Start with the fact that vegetables are more varied than any other food group – with the possible exception of fruit! So you’re not going to run out of new ingredients. And then have a look at the VB6 Cookbook, which spends a lot of space showing how to make vegetable dishes that are unlike and better than any you’ve ever had. Then build in whole grains and beans (both of which become convenience foods when cooked ahead in big batches) and you have all the components for a rich and varied day of eating.
Let’s talk about breakfast. What are some easy tips for people to get out of the usual eggs and dairy routine?
For some of us, the answer is to think savory – I like stir-fries for breakfast, or rice and beans. That doesn’t work for everyone, but for people attracted to dairy or sweets there’s whole grains mixed with fruit (I love my quinoa pilaf, for example), satisfying smoothies, endless fruit salad, whole grain pancakes, and the like.
Dinner isn’t vegan, but it isn’t a free-for-all either. What are some of your tips and guidelines around a healthy dinnertime?

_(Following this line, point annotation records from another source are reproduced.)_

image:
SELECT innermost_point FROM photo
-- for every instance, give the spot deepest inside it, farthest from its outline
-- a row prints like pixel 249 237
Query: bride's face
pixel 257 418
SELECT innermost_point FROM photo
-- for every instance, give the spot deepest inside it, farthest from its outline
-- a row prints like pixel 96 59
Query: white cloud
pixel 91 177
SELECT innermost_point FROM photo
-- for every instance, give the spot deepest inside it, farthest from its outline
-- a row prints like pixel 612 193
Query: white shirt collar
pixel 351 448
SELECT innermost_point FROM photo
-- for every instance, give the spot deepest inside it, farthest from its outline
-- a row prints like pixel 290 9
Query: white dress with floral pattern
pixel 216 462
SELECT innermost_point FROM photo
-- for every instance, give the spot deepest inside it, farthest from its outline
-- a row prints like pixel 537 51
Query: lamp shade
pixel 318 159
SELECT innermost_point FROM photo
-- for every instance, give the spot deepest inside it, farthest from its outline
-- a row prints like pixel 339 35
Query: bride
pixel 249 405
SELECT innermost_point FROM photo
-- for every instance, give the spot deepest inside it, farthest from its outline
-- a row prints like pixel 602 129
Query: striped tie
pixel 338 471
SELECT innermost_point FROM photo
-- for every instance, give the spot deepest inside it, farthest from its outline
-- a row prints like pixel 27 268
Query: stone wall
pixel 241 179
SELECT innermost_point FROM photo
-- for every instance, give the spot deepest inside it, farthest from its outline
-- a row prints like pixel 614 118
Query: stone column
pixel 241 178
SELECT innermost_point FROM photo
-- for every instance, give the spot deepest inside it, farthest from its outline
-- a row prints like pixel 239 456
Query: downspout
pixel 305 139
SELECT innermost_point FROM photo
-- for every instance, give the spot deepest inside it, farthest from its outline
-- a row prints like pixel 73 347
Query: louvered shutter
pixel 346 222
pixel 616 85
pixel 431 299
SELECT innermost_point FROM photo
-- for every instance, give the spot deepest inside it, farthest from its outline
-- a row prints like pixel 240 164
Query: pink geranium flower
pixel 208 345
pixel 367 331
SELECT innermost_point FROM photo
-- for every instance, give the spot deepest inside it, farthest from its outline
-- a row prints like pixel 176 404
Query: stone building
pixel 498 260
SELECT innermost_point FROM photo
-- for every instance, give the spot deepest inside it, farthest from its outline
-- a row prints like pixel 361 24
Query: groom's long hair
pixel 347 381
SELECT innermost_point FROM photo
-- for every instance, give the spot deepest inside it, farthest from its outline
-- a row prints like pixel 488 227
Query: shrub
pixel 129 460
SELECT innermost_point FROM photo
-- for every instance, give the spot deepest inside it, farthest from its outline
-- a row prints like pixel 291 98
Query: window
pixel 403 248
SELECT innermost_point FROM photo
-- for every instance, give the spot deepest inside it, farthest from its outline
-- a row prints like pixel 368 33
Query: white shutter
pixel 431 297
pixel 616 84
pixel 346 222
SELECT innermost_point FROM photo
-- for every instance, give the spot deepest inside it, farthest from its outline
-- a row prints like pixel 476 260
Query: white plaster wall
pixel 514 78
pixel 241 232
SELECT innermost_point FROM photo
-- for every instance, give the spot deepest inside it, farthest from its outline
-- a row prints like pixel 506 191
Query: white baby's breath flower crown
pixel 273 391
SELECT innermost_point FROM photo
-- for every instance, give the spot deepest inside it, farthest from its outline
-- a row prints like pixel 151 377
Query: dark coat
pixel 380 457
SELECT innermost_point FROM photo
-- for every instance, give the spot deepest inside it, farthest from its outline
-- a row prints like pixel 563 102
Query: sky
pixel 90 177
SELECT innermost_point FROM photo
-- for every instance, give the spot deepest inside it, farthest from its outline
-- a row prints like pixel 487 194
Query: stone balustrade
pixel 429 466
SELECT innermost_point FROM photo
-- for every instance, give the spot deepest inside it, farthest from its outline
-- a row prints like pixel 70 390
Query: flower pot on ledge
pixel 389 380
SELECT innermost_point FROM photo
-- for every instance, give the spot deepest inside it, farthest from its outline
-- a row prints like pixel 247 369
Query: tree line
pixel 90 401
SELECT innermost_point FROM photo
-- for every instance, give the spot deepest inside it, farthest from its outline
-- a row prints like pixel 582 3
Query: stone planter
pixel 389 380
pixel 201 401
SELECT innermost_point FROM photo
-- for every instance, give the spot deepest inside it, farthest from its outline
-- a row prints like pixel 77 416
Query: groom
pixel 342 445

This is really the coolest thing: think of a beef stew as a vegetable stew with beef rather than the other way around. Meat is a treat, meat is a garnish; meat is not the bulk of your calories.
What’s your favorite recipe from the book and why? Which one do you make most often?
Oh, there are dozens. All the toast toppers in the breakfast chapter; Chickpea Tabbouleh; Cauliflower Romesco; Soba Noodles with Seaweed; Peanut Butter Bonbons; Shrimp and Beans for dinner. Probably the one I’m proudest of is Phony Baloney, made with tofu and zero weird ingredients (try it fried!).
What’s a food you could never, ever give up?
That’s silly. Why would I give anything up? Just put everything in its rightful place.